Do not quench the Spirit. Do not treat prophecies with contempt but test them all; hold on to what is good, reject every kind of evil (I Thessalonians 5:19-22).

Do you see the dynamic tension at work in Paul's words here as he advises the Church?  Do you see the both/and thinking?  Do you see how either/or thinking may be much more likely to "quench the Spirit"?  And how both/and thinking is how we navigate what is good and true, and dare I say it, holy?  After all, Paul's immediate words that follow the above are these:

"May God himself, the God of peace, sanctify you through and through. May your whole spirit, soul and body be kept blameless at the coming of our Lord Jesus Christ. The one who calls you is faithful, and he will do it."  There is something about testing for what is good and true in the midst of a fallen world that brings about...holiness.

It's time to get real.  It's time to get stressed (let's really hope it's mostly the good kind, for a nice change of pace!).  It's time to live in dynamic tension.  It's time to know the times.  And this is the time.  While I may not post every Friday, today is the first and introductory installment of #AncientFutureFriday here at that will be published regularly (as always, my definition) on, naturally, Fridays.

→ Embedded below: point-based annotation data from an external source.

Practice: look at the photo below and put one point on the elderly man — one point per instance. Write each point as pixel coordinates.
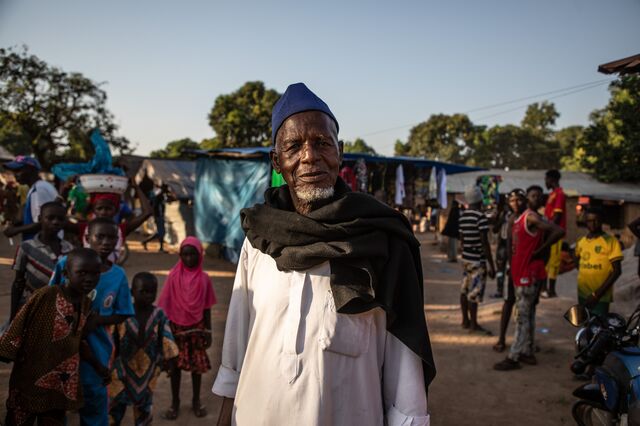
(326, 323)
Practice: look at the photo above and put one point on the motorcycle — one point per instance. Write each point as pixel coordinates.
(607, 351)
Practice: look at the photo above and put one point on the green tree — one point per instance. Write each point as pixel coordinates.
(611, 143)
(359, 146)
(243, 118)
(177, 149)
(45, 111)
(569, 141)
(442, 137)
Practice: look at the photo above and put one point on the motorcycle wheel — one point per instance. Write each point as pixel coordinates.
(587, 413)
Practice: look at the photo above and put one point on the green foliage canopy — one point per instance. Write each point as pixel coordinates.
(611, 143)
(442, 137)
(50, 113)
(243, 118)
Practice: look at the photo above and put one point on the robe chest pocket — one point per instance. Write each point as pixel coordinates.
(344, 334)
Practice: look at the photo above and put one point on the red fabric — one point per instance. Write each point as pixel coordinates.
(524, 270)
(192, 355)
(187, 292)
(557, 203)
(96, 196)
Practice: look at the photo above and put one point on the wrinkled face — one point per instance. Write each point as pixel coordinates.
(52, 218)
(144, 291)
(103, 238)
(190, 256)
(308, 155)
(104, 208)
(83, 273)
(534, 199)
(593, 222)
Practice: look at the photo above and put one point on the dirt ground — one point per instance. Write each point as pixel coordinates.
(466, 391)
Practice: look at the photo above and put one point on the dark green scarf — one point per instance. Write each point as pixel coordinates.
(374, 257)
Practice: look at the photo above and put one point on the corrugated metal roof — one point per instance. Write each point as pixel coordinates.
(574, 184)
(622, 66)
(180, 175)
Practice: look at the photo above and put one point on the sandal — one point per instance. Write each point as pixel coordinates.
(171, 413)
(480, 330)
(198, 410)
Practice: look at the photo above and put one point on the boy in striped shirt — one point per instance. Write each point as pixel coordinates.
(37, 257)
(476, 256)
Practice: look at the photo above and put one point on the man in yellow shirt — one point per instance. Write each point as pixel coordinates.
(598, 258)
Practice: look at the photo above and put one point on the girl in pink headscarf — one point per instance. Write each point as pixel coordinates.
(186, 298)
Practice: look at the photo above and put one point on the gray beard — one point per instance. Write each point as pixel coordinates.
(310, 195)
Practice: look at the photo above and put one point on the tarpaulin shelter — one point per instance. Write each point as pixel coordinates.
(180, 177)
(231, 179)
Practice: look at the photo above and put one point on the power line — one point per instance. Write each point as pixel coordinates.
(597, 83)
(552, 97)
(579, 87)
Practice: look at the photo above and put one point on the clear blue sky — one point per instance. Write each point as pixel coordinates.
(379, 65)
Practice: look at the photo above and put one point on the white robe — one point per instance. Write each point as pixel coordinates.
(289, 359)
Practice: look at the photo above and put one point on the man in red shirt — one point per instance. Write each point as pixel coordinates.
(555, 211)
(528, 243)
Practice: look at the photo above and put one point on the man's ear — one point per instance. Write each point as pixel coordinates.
(275, 161)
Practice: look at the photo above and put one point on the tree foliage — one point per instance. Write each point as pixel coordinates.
(611, 143)
(243, 118)
(359, 146)
(177, 149)
(45, 111)
(442, 137)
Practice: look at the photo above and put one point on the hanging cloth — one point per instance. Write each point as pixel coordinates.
(400, 192)
(442, 188)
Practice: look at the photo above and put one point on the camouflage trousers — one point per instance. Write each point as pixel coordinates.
(525, 318)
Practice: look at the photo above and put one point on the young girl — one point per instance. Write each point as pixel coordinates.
(44, 341)
(186, 299)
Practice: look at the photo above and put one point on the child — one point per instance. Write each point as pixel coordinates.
(599, 257)
(186, 299)
(43, 341)
(37, 257)
(143, 342)
(106, 205)
(112, 305)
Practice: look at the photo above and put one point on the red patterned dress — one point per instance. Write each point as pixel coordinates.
(43, 341)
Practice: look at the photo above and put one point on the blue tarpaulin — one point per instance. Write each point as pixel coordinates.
(100, 163)
(223, 188)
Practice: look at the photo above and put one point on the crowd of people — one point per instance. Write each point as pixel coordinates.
(529, 234)
(75, 323)
(326, 320)
(327, 301)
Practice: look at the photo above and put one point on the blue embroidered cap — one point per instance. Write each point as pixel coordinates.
(297, 98)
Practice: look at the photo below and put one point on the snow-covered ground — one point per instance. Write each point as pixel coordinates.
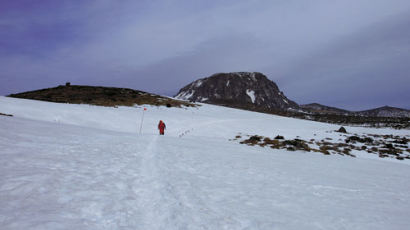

#AncientFutureFriday posts (I am borrowing the "Ancient-Future" term from the late Robert E. Webber - for more information on some of the background of this term, click here) will focus on the often stressful work of navigating the dynamic tension of the present between what has been in the past and what will be in the future. 

Essentially the term "Ancient-Future" is meant to place the present and ongoing future life of Ekklesia (the Greek word for the community of faith established by Jesus and built on the foundation of the first apostles and disciples of Jesus (what has come to be called 'church' - even though that is an invented word that never appears in the Greek) in the holistic context of her nearly 2,000 year history (especially the first few generations, and centuries, after the life of Jesus) as well the historical Jewish faith from which she was born (thus, "ancient"). 

In these posts I'll delve into both ancient writings/topics and future writings/topics, in light of the present historical-cultural context we find ourselves in, as they pertain to theology, the Church, eschatology, semiotics, economics, prophetic and apostolic thinking, and more. 

Next week I'll begin an #AncientFutureFriday series on the Didache.  Some may be asking, "Did-what?" Others may be aware of the Didache but never have investigated it fully.  And still others I hope will have enough familiarity to offer unique insights.  I think working through these earliest of apostolic teachings from the infancy of the New Testament church, and translating and connecting them with how we live as the body of Christ today, particularly from a Wesleyan-Arminian theological perspective, is a great way to begin with #AncientFutureFriday.  I hope you'll look forward to it as much as I do.